Był smutny, że każdy ma wyjebane na niego, więc sb płakał dalej lol, po czym higienistka go wypierdoliła z pomieszczenia. Rudy postanowił, że zemści się za swoje cierpienie i zostanie niezależnym wilkiem sigmą òwó. No i tak rozpoczęła się jego przygoda w liceum chujanki.

Teraz miała być historia, więc Rudy zdecydował, że będzie bad boy i zaczął zarywać do swojego nauczyciela. Żonkil czerwienił się, jak buraki w ogrodzie twojej starej. Besties rudego mu kibicowali w podboju chłodnego serca nauczyciela historii. Konon miał fangirl moment i narysował fanart żonkil x rudy. Majorek napisał fanfik, a Johan spierdolił z historii, bo np mu się skończyły. Doktorek z tyłu klasy po cichu wydzwaniał do Johana, żeby wiedzieć dokąd spierdolił i czemu. Prawie się poryczał z wkurwienia, bo nie odbierał i nie odpisywał. Xiao dzisiaj zrobił sobie wolne, bo chciał być cool w dzień wagarowicza. Sad emo broken wap. Hu Tao myślała, że ten dzień jest dla wszystkich i do roboty nie przyszła lol. Ale opierdolu nie dostała, bo to ona prowadzi zakład big brain.

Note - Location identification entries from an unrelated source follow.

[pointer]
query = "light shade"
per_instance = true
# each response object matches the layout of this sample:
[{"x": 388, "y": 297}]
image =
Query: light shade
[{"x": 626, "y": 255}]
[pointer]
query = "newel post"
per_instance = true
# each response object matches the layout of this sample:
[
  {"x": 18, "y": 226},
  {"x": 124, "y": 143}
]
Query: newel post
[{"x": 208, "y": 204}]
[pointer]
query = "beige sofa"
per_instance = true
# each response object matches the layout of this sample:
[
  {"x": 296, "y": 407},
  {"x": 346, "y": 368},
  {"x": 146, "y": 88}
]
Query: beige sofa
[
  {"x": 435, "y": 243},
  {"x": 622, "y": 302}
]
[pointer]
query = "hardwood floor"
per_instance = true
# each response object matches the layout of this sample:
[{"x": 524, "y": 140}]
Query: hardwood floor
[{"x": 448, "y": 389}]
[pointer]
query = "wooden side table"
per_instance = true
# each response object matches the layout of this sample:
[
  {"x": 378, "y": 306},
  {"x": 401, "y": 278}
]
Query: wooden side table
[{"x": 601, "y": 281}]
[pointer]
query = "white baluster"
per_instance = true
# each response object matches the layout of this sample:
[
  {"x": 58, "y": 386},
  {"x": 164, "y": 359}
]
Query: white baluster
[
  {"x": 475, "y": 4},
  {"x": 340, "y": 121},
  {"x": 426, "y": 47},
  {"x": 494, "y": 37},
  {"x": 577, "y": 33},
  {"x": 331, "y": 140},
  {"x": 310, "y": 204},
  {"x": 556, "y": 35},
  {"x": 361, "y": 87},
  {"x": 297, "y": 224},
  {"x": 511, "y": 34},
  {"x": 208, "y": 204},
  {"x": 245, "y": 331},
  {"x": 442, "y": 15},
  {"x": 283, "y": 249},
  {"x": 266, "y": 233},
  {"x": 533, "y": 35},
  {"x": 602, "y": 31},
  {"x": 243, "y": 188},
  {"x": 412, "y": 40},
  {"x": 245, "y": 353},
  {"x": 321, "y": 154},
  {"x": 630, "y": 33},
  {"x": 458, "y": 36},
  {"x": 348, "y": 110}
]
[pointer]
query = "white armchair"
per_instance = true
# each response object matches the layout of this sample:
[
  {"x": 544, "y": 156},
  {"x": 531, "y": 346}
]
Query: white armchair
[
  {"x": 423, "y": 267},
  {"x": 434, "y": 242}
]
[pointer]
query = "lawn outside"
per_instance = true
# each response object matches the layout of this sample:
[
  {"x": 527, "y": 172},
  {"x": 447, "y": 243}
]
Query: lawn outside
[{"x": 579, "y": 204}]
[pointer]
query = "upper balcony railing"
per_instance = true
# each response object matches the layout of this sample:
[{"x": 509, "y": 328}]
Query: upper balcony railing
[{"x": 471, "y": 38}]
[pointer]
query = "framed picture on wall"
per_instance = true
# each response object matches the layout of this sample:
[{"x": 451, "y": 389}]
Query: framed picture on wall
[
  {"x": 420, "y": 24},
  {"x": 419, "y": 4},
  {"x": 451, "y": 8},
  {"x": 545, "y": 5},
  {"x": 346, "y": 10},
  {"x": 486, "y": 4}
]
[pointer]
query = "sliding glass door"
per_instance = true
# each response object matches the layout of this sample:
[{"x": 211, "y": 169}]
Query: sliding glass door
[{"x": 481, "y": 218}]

Oki Żonkilek się zrobił shy, ale musi być baddie, więc powiedział
- Jak taki mądry jesteś Childe, to chodź do odpowiedzi.
- Lol nie. - odpowiedział Rudy, like the girlboss he is.
- Ale jak to?! - spytał wkurwiony Żonkilek, poruszony faktem, iż jego uczeń go nie szanuje.
- Tak to dziadku, essa. - powiedział Rudy.
Żonkil rozpłakał się i wybiegł z sali. Klasa was too stunned to speak. Lekcja została odwołana i każdy sb spierdolił w chuj, jak Johan.

Rudy wyszedł ze swoimi besties kononem i majorem, którzy go pochwalili, że dobrze zrobił, i Żonkilowi trzeba było pokazać jego miejsce w stadzie. Tenma już ofc się poryczał i zdecydował się na ostateczny krok - wszedł na fb i napisał do swojego bf: ,,Jeżeli nie pokażesz tu swojej dupy w ciągu 5 minut to zrywam i essa😡😡😡". Ofc Johan nie wyświetlił tego nawet i miał wyjebane lol. Wąchał sobie rozpuszczalnik za chujankami. I tak minął dzień wszystkim, ale drama będzie jak wytrzeźwieje xd.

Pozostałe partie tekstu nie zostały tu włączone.